Au mois de décembre 2011, j’ai eu de nouveaux signes me faisant penser à une nouvelle poussée inflammatoire : décharge électrique dans la jambe droite lorsque je penchais la tête vers la gauche. Ces décharges électriques me donnait l’impression d’avoir la jambe momentanément paralysée. J’ai alors commencé à imaginer des scénarios catastrophes et en particulier qu’il y avait de fortes probabilités que j’aie la sclérose en plaque. Je suis allé voir mon médecin traitant qui m’a obtenu un rdv, quinze jours plus tard, à l’hôpital avec le neurologue qui m’avait soigné la première fois. Il m’a alors prescrit une nouvelle cure de corticoïdes une semaine plus tard.
Pendant ce temps, j’ai eu le temps de me faire beaucoup de soucis et de gamberger. J’avais l’impression d’avoir une inflammation à l’arrière du cerveau, d’avoir momentanément des problèmes de vision. Je ne dormais vraiment pas bien et je scrutais le moindre dysfonctionnement interne. Cet état de stress n’est pas du tout bon lorsqu’on a eu une myélite car toutes les mauvaises sensations que l’on a pu avoir reviennent rapidement et on commence à entrer dans une spirale infernale.

J’ai alors décidé d’aller consulter une sophrologue sans trop savoir ce que j’allais trouver.

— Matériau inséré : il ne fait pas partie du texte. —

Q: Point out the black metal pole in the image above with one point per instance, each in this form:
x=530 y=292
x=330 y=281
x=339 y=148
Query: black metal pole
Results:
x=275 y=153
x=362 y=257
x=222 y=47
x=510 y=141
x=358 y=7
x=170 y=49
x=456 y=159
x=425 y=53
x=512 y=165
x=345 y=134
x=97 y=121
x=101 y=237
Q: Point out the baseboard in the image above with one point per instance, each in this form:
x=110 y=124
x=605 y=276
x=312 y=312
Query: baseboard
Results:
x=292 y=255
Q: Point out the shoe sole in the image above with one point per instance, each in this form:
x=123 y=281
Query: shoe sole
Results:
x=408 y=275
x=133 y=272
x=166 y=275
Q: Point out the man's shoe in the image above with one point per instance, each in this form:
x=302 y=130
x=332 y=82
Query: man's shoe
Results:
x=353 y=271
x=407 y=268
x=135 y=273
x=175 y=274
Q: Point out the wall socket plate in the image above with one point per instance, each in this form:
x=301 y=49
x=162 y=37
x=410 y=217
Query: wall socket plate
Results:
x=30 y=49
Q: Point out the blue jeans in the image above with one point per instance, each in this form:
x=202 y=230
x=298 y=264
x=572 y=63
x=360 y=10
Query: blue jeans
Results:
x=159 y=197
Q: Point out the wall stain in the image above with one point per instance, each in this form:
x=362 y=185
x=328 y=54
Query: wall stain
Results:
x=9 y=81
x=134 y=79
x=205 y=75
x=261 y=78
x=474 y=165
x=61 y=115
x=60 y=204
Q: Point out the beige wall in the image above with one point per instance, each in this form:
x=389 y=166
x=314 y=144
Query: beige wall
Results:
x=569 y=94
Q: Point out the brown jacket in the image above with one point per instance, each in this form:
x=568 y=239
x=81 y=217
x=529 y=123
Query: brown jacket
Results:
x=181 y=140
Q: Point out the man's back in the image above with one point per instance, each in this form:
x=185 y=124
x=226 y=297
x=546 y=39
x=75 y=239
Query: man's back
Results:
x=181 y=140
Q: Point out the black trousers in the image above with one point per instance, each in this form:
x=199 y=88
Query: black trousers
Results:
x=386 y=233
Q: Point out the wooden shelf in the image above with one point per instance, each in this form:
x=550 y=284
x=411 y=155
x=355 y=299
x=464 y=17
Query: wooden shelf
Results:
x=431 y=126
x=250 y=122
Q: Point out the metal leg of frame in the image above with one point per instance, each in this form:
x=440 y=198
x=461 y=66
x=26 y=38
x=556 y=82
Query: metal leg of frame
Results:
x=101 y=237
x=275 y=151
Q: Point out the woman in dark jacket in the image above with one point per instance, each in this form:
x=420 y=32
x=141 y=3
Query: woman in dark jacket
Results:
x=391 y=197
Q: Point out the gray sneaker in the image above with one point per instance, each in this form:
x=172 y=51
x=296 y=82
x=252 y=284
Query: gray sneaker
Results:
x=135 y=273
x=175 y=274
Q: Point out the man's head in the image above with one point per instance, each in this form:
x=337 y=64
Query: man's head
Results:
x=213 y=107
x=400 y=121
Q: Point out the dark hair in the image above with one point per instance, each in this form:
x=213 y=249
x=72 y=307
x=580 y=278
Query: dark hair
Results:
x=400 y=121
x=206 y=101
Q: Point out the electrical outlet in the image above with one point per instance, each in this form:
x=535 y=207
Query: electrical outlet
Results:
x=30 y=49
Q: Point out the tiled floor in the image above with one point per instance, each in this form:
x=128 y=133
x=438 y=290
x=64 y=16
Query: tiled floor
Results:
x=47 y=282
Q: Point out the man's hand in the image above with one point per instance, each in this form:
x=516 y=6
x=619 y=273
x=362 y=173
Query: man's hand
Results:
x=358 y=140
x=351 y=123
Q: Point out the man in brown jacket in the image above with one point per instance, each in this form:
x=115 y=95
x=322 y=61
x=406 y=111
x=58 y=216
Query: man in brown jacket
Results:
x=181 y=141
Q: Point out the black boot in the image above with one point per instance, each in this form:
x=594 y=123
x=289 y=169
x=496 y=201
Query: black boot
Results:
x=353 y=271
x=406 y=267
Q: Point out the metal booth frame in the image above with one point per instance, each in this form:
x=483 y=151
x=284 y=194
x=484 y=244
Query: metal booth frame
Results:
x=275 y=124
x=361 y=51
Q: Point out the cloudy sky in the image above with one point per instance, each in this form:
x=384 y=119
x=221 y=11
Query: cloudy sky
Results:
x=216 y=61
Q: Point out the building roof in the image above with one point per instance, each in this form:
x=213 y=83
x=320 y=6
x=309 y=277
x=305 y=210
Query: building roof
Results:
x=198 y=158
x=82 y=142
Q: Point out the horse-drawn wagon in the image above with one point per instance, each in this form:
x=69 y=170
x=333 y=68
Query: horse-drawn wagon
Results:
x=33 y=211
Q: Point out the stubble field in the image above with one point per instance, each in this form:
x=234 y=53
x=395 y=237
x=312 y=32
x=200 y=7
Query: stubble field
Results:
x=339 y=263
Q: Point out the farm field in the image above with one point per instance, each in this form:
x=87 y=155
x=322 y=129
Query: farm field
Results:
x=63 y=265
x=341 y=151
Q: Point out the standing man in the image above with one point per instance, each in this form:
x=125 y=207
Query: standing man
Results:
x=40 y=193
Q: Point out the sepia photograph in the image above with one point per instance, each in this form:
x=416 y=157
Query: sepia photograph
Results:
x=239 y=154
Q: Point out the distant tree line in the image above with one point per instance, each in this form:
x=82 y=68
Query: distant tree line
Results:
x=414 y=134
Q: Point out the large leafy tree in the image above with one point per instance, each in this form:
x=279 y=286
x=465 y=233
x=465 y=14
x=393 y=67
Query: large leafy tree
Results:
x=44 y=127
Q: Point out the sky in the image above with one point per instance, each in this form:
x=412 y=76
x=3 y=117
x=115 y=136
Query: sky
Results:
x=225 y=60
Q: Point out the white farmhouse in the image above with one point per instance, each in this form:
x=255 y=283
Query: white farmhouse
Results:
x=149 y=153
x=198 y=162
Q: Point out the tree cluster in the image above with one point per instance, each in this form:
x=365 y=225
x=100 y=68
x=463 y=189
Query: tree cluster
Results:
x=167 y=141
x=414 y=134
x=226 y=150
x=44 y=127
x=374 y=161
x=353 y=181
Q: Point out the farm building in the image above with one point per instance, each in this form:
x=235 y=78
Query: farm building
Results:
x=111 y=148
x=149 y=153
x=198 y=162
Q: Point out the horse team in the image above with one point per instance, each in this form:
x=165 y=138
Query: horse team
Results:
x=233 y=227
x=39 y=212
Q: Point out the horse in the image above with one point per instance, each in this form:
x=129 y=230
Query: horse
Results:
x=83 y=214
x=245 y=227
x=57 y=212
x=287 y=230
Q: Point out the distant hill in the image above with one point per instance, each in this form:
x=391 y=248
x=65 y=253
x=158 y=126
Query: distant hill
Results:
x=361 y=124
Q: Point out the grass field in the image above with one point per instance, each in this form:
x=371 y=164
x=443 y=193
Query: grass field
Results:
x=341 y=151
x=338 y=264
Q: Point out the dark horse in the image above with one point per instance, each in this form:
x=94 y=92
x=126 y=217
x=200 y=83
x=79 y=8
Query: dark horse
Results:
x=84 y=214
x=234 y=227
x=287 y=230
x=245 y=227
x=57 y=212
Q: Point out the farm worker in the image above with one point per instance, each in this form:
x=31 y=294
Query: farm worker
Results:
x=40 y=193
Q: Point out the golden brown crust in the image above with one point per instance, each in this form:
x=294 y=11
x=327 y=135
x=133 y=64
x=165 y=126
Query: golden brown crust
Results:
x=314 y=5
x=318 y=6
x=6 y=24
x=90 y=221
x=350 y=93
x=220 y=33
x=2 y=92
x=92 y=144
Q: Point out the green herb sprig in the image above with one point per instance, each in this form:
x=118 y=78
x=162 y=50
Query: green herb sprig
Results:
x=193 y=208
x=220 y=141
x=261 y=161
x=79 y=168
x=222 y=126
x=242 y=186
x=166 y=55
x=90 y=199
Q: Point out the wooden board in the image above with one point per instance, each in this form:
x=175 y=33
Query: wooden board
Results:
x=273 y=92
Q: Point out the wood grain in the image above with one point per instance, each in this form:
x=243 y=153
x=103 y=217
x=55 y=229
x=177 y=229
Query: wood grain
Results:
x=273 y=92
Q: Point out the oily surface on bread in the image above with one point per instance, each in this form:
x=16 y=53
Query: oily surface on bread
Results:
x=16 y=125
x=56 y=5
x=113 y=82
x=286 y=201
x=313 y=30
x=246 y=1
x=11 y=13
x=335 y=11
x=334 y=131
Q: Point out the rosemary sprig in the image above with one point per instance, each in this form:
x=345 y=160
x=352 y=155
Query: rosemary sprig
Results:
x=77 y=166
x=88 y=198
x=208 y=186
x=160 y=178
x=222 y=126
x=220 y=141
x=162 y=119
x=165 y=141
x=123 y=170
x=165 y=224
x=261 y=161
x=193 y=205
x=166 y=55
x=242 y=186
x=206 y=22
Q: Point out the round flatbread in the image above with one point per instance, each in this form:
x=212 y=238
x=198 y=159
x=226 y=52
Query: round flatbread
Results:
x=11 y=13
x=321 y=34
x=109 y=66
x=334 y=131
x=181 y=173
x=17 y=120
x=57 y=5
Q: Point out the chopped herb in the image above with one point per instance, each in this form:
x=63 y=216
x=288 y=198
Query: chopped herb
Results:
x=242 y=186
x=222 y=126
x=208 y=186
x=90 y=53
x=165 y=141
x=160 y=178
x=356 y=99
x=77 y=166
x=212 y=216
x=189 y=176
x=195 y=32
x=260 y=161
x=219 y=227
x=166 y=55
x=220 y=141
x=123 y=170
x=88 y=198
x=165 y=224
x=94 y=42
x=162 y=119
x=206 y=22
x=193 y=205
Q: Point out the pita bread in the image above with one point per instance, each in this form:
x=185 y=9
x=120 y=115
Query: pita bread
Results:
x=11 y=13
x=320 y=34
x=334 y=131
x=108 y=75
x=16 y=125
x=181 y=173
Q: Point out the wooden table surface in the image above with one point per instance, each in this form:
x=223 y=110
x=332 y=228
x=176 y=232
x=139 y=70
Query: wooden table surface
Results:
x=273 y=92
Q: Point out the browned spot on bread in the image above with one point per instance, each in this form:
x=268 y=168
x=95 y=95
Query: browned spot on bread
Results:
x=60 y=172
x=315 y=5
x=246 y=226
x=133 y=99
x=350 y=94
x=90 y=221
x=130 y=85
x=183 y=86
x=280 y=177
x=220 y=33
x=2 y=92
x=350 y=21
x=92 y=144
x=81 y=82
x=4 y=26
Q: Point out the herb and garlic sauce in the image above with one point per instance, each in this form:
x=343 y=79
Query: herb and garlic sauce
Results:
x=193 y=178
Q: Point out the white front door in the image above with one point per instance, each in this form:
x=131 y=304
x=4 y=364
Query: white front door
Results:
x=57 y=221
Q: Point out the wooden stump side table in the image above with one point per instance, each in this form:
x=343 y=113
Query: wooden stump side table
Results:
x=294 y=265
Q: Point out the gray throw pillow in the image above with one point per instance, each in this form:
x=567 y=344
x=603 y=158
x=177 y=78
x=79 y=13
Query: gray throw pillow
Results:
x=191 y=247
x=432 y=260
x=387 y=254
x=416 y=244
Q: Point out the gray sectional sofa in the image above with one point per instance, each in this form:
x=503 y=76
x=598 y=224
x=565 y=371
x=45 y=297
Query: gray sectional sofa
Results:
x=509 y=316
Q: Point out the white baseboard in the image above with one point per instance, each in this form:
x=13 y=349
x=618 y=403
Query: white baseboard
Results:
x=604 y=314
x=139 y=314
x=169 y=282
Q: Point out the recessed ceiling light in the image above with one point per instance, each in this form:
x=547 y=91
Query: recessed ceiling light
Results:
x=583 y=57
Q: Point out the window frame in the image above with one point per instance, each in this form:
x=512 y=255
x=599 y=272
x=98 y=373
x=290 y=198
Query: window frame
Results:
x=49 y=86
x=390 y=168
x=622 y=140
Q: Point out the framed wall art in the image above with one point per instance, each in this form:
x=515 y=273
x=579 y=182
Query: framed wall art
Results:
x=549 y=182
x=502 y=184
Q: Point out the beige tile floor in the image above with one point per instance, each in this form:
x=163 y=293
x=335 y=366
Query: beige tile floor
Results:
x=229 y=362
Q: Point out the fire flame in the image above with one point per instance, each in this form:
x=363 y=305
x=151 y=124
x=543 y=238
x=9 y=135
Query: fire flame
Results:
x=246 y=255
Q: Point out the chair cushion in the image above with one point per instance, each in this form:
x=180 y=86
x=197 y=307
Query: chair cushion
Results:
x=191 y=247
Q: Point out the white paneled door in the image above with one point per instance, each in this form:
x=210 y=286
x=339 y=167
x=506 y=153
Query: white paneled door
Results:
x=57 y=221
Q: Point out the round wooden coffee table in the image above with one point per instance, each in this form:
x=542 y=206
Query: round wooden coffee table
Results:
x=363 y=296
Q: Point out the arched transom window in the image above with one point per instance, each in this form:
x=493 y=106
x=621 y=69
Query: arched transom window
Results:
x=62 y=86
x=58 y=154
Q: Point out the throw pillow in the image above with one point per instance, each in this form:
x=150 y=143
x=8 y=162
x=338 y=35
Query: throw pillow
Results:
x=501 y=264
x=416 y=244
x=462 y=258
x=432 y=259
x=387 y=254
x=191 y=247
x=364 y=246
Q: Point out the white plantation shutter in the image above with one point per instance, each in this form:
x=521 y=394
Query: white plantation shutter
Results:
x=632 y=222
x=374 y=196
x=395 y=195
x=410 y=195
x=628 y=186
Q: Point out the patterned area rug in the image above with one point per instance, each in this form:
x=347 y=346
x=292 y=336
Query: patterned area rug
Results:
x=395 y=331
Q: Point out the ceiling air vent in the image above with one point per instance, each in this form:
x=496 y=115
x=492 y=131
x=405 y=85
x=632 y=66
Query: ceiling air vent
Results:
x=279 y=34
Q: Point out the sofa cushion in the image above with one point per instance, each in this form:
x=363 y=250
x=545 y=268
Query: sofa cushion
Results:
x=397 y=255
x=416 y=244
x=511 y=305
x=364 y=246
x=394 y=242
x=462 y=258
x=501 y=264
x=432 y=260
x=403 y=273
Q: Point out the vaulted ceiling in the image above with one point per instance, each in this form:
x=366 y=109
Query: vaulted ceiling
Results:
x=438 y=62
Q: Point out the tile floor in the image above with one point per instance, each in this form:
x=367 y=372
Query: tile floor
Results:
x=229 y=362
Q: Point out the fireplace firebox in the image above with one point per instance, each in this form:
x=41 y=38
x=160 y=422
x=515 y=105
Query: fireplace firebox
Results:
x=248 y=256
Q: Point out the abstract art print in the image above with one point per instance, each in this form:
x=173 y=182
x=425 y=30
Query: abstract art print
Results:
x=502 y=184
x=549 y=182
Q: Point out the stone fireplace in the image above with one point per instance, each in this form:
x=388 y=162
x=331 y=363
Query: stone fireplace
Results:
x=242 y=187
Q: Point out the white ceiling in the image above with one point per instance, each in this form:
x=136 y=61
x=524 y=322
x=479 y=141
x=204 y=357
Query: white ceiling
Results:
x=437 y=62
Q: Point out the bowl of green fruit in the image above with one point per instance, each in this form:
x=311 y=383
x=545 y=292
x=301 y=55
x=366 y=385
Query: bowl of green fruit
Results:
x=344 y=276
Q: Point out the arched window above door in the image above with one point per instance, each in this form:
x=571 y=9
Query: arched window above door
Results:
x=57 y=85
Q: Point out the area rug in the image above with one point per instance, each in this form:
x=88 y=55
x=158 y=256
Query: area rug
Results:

Je me suis adressé à Madame Korzaba. La prise de contact a été très bonne. Elle a écouté mon histoire et commencé à élaboré une stratégie pour que je retrouve dans un premier temps un état plus relaxé. Les exercices de respiration et de relaxation que j’ai pu réaliser pendant les séances et également chez moi ou au travail à différents moments de la journée m’ont permis d’être plus apaisé et de retrouver progressivement un état de stress beaucoup moins soutenu.
Ces séances ont permis de casser ce cercle vicieux et d’observer une diminution des sensations de fourmillement.
Dans un deuxième temps, nous avons travaillé sur la possibilité de contrôler  ces gênes ou tout du moins d’en atténuer les effets. Le froid active ces sensations, l’hiver n’est donc pas une bonne période pour moi. Madame Korzaba m’a appris comment je pouvais par la pensée m’imaginer dans des environnements chauds (bains, douches, endroits chauds). Eh bien, j’ai été étonné moi même : un soir alors que je sortais mon chien et qu’il faisait bien froid, je me suis mis dans la situation de la séance en respirant profondément et en m’imaginant que j’avais de l’air chaud qui me venait sur les jambes. Et aussi fou que cela puisse paraître, ça a marché. J’ai ressenti du chaud alors qu’il gelait dehors.
Cette expérience positive a été très bénéfique sur mon état d’esprit car pour moi, cela signifiait que j’avais le pouvoir de contrôler en partie les fourmillements.
La recherche de la valorisation de tous les éléments positifs ressentis au cours d’une journée m’a permis également de retrouver un état d’esprit plus optimiste, plus gai et de relativiser beaucoup plus certains évènements.
Entre temps, j’ai eu les résultats d’IRM sur lesquels aucune nouvelle inflammation n’a été observée. Cela m’a réjouit profondément mais je me suis également demandé dans quelle mesure, si je n’avais pas fait ces séances de sophrologie, je n’aurais pas à force de stresser fini par déclencher une véritable poussée inflammatoire.